I asked a question about this a few months back, and I thought the answer had solved my problem, but I ran into the problem again and the solution didn't work for me.
I'm importing a CSV:
orders <- read.csv("<file_location>", sep=",", header=T, check.names = FALSE)
Here's the structure of the dataframe:
str(orders)
'data.frame': 3331575 obs. of 2 variables:
$ OrderID : num -2034590217 -2034590216 -2031892773 -2031892767 -2021008573 ...
$ OrderDate: Factor w/ 402 levels "2010-10-01","2010-10-04",..: 263 263 269 268 301 300 300 300 300 300 ...
If I run the length
command on the first column, OrderID, I get this:
length(orders$OrderID)
[1] 0
If I run the length
on OrderDate, it returns correctly:
length(orders$OrderDate)
[1] 3331575
This is a copy/paste of the head
of the CSV
.
OrderID,OrderDate
-2034590217,2011-10-14
-2034590216,2011-10-14
-2031892773,2011-10-24
-2031892767,2011-10-21
-2021008573,2011-12-08
-2021008572,2011-12-07
-2021008571,2011-12-07
-2021008570,2011-12-07
-2021008569,2011-12-07
Now, if I re-run the read.csv
, but take out the check.names
option, the first column of the dataframe
now has an X. at the start of the name.
orders2 <- read.csv("<file_location>", sep=",", header=T)
str(orders2)
'data.frame': 3331575 obs. of 2 variables:
$ X.OrderID: num -2034590217 -2034590216 -2031892773 -2031892767 -2021008573 ...
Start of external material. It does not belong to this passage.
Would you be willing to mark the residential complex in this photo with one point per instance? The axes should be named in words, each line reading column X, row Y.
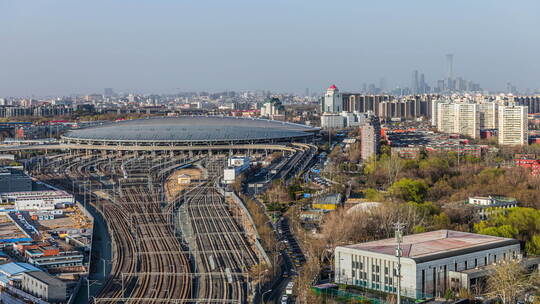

$ OrderDate: Factor w/ 402 levels "2010-10-01","2010-10-04",..: 263 263 269 268 301 300 300 300 300 300 ...
length(orders$X.OrderID)
[1] 3331575
This works correctly.
My question is why does R
add an X. to beginning of the first column name? As you can see from the CSV file, there are no special characters. It should be a simple load. Adding check.names
, while will import the name from the CSV, will cause the data to not load correctly for me to perform analysis on.
What can I do to fix this?
Side note: I realize this is a minor - I'm just more frustrated by the fact that I think I am loading correctly, yet not getting the result I expected. I could rename the column using colnames(orders)[1] <- "OrderID"
, but still want to know why it doesn't load correctly.